Le deuxième verrou concerne les matériaux. Certaines formulations de pérovskites ont utilisé du plomb, ce qui pose des questions réglementaires et d’acceptabilité, même si les quantités sont faibles et que l’encapsulation peut limiter les risques. Les équipes de recherche explorent des alternatives, mais les compromis entre rendement et stabilité restent serrés. Dans une cellule triple jonction, la complexité augmente, car chaque couche doit rester stable et compatible avec les autres, sans diffusion d’ions ni réactions indésirables aux interfaces.
Le troisième verrou est l’industrialisation. Déposer une couche pérovskite homogène sur de grandes surfaces, avec une reproductibilité industrielle, reste un défi. Les procédés doivent être rapides, peu coûteux et compatibles avec des cadences élevées. Les lignes silicium sont optimisées pour des étapes très standardisées. Ajouter une ou deux couches supplémentaires peut bouleverser l’équilibre économique, surtout si le rendement final sur module ne suit pas. Le record suisse, parce qu’il vise une architecture avancée, remet cette question au centre: quel surcoût est acceptable pour gagner quelques points de rendement?
Le débat est aussi géopolitique. La domination industrielle du photovoltaïque par l’Asie repose sur des volumes et une maîtrise des coûts. L’Europe peut se positionner sur des segments à haute valeur ajoutée, mais elle doit prouver qu’elle sait industrialiser, pas seulement publier. Les annonces de records, même solides scientifiquement, sont souvent suivies d’un trou de la vallée de la mort entre laboratoire et usine. Les financements publics et privés, les partenariats avec des fabricants et l’accès à des pilotes industriels deviennent déterminants.
Dans l’immédiat, l’annonce suisse joue un rôle de catalyseur: elle alimente la compétition entre laboratoires, attire l’attention des investisseurs et pousse les industriels à réévaluer leurs feuilles de route. Si la comparabilité avec le spatial se confirme sur des critères de stabilité et de qualification, les premières applications pourraient viser des segments où la surface est rare, comme certaines infrastructures embarquées, les toitures contraintes, ou des systèmes spécialisés où le rendement prime sur le coût.
Questions fréquentes
- Qu’est-ce qu’une cellule solaire triple jonction ?

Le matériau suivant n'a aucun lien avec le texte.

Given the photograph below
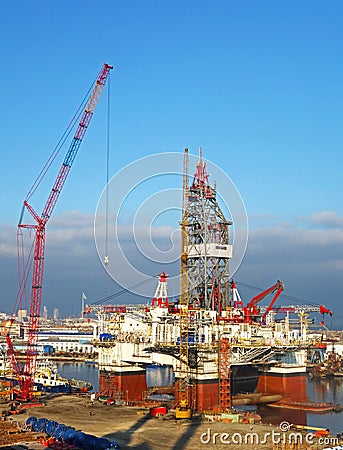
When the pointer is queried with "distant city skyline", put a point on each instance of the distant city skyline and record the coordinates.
(256, 85)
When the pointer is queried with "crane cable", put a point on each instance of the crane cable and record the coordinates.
(59, 144)
(106, 259)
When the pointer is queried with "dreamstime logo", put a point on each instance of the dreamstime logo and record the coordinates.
(137, 221)
(283, 437)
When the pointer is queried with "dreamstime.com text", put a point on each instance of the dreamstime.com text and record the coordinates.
(273, 437)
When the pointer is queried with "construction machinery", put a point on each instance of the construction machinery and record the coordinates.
(36, 258)
(183, 410)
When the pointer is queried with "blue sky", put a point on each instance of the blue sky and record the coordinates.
(258, 85)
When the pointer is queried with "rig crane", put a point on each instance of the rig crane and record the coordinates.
(26, 377)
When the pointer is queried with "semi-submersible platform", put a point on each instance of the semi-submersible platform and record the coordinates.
(207, 345)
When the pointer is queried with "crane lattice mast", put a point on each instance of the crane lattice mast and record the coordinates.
(26, 379)
(183, 410)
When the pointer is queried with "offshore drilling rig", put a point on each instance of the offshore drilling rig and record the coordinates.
(208, 338)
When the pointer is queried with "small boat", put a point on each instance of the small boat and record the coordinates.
(80, 386)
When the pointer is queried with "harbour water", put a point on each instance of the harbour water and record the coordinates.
(318, 390)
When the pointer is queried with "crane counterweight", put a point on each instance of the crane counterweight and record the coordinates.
(26, 376)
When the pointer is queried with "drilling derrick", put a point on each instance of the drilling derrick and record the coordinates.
(208, 248)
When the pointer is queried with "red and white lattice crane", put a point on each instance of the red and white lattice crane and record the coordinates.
(26, 376)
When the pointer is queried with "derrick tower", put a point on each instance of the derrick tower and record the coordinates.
(208, 248)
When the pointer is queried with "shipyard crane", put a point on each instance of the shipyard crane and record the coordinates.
(183, 411)
(26, 377)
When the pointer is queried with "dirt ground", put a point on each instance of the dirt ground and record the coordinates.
(134, 429)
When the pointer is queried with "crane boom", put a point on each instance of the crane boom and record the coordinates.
(26, 379)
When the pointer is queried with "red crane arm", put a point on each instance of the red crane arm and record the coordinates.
(253, 302)
(26, 380)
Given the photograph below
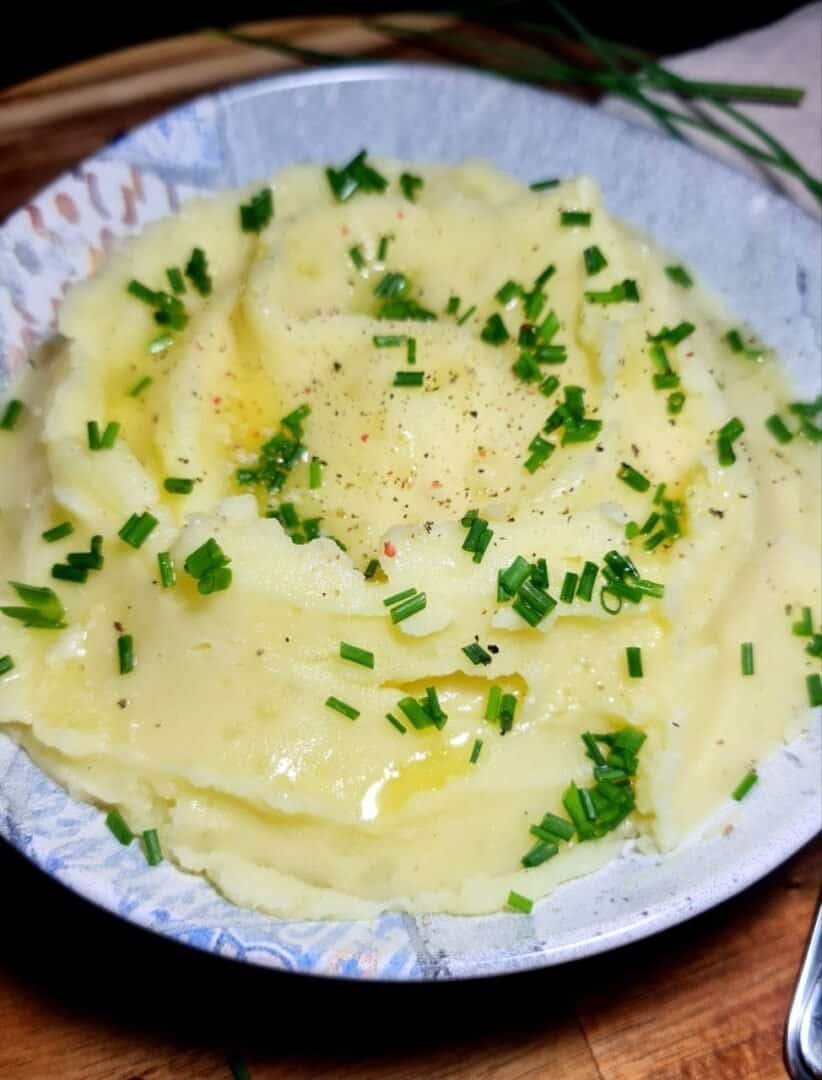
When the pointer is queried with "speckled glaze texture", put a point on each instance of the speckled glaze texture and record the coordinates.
(759, 252)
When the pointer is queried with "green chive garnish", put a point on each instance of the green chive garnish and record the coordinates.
(11, 415)
(519, 903)
(340, 706)
(142, 385)
(493, 706)
(58, 531)
(679, 275)
(571, 217)
(635, 480)
(409, 185)
(167, 574)
(594, 260)
(814, 689)
(356, 656)
(744, 785)
(137, 528)
(118, 827)
(624, 291)
(746, 658)
(408, 378)
(125, 653)
(494, 332)
(407, 608)
(151, 844)
(476, 653)
(178, 485)
(587, 579)
(256, 214)
(634, 657)
(390, 601)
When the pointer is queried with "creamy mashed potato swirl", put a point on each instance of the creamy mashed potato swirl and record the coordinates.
(220, 738)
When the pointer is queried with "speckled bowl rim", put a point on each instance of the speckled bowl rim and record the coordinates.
(202, 146)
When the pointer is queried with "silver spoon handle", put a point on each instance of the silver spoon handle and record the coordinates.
(804, 1029)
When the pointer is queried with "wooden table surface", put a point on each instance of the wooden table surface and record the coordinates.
(85, 997)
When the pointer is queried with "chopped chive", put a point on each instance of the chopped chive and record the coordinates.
(408, 378)
(744, 785)
(508, 292)
(197, 271)
(476, 653)
(137, 528)
(519, 903)
(178, 485)
(67, 572)
(569, 588)
(167, 574)
(746, 658)
(256, 214)
(635, 480)
(634, 657)
(409, 185)
(594, 260)
(507, 711)
(390, 601)
(118, 827)
(314, 473)
(778, 428)
(813, 684)
(624, 291)
(540, 853)
(160, 343)
(142, 385)
(125, 653)
(58, 531)
(356, 656)
(407, 608)
(571, 217)
(153, 851)
(11, 414)
(587, 579)
(679, 275)
(495, 332)
(340, 706)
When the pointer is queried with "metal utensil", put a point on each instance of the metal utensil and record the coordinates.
(804, 1029)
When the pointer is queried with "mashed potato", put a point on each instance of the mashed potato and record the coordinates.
(218, 733)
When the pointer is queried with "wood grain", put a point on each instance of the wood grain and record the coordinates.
(84, 997)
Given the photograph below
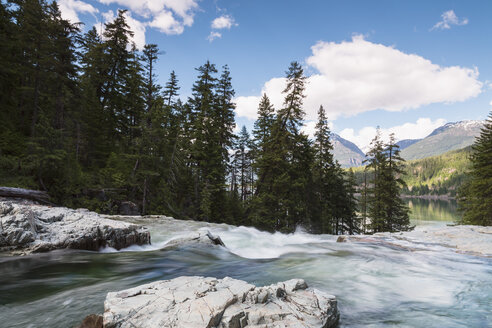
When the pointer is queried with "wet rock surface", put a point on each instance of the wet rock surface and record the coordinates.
(200, 302)
(30, 228)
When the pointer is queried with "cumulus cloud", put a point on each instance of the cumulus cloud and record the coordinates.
(214, 35)
(358, 76)
(166, 23)
(309, 128)
(223, 22)
(449, 18)
(168, 16)
(71, 8)
(420, 129)
(220, 23)
(136, 26)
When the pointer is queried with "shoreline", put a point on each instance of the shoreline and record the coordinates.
(430, 197)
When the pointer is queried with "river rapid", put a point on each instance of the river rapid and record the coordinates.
(376, 284)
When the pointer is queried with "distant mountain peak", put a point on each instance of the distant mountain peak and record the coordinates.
(450, 136)
(465, 125)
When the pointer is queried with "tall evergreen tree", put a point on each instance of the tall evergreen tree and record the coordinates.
(476, 196)
(386, 209)
(280, 182)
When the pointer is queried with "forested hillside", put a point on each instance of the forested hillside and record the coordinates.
(84, 118)
(439, 175)
(449, 137)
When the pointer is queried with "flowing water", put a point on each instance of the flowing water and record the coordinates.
(376, 285)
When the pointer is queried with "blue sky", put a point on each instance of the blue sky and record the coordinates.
(406, 66)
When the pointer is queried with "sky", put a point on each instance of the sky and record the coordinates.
(405, 66)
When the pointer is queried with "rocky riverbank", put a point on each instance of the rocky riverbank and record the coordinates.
(190, 302)
(29, 228)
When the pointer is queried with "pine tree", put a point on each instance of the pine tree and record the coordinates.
(397, 210)
(386, 209)
(242, 164)
(475, 198)
(324, 173)
(277, 205)
(264, 122)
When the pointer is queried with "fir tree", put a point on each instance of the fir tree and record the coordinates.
(475, 199)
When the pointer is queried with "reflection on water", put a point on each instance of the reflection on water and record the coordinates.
(376, 285)
(425, 211)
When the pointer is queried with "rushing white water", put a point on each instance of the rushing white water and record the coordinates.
(384, 281)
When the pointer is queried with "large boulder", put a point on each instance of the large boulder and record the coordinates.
(198, 302)
(33, 228)
(195, 239)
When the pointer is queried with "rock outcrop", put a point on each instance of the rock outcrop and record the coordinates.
(197, 238)
(198, 302)
(33, 228)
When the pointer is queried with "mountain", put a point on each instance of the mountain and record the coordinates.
(451, 136)
(346, 152)
(437, 175)
(405, 143)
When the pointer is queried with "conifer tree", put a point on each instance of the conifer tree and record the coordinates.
(475, 199)
(324, 173)
(276, 206)
(386, 209)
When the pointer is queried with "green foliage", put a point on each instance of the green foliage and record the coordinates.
(84, 119)
(476, 195)
(437, 175)
(381, 194)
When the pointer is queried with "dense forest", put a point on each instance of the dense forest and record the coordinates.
(475, 196)
(440, 175)
(85, 119)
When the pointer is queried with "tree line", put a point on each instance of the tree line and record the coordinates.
(85, 119)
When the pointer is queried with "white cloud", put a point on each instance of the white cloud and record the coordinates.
(166, 23)
(449, 18)
(420, 129)
(168, 16)
(358, 76)
(309, 128)
(223, 22)
(214, 35)
(71, 8)
(136, 26)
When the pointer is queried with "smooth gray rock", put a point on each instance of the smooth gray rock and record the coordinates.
(32, 228)
(198, 302)
(197, 238)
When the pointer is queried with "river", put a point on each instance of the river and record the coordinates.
(376, 285)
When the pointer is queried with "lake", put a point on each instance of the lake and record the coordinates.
(376, 285)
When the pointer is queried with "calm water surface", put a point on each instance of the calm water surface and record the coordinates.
(376, 285)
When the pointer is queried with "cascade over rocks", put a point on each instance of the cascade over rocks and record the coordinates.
(198, 302)
(29, 228)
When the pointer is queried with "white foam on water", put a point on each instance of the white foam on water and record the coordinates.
(252, 243)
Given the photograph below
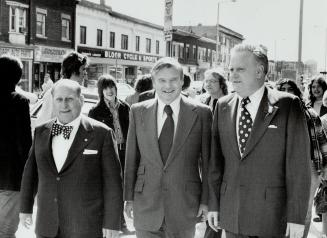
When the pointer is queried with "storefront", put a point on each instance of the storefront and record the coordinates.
(26, 56)
(47, 60)
(124, 66)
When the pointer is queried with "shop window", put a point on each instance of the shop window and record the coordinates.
(124, 42)
(157, 47)
(112, 40)
(137, 43)
(65, 27)
(99, 37)
(83, 34)
(40, 22)
(148, 45)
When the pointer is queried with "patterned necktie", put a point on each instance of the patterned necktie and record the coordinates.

- C’est une cellule photovoltaïque composée de trois sous-cellules empilées, chacune optimisée pour absorber une partie différente du spectre lumineux, afin d’augmenter le rendement global.
- Pourquoi associer pérovskites et silicium ?
- Le silicium est maîtrisé industriellement, tandis que les pérovskites permettent d’ajuster l’absorption de la lumière. Ensemble, elles peuvent mieux exploiter le spectre solaire qu’une cellule en silicium seule.
- Un record d’efficacité garantit-il une production de masse rapide ?
- Non. Un record est souvent obtenu en laboratoire sur de petites surfaces. Le passage à des modules industriels exige de résoudre des enjeux de stabilité, de reproductibilité et de coûts de fabrication.
- Pourquoi comparer ces cellules aux technologies du spatial ?
- Le spatial utilise des cellules multi-jonctions très performantes car la surface est limitée et la densité de puissance est critique. Une architecture terrestre capable d’approcher ces performances signale un potentiel technologique élevé.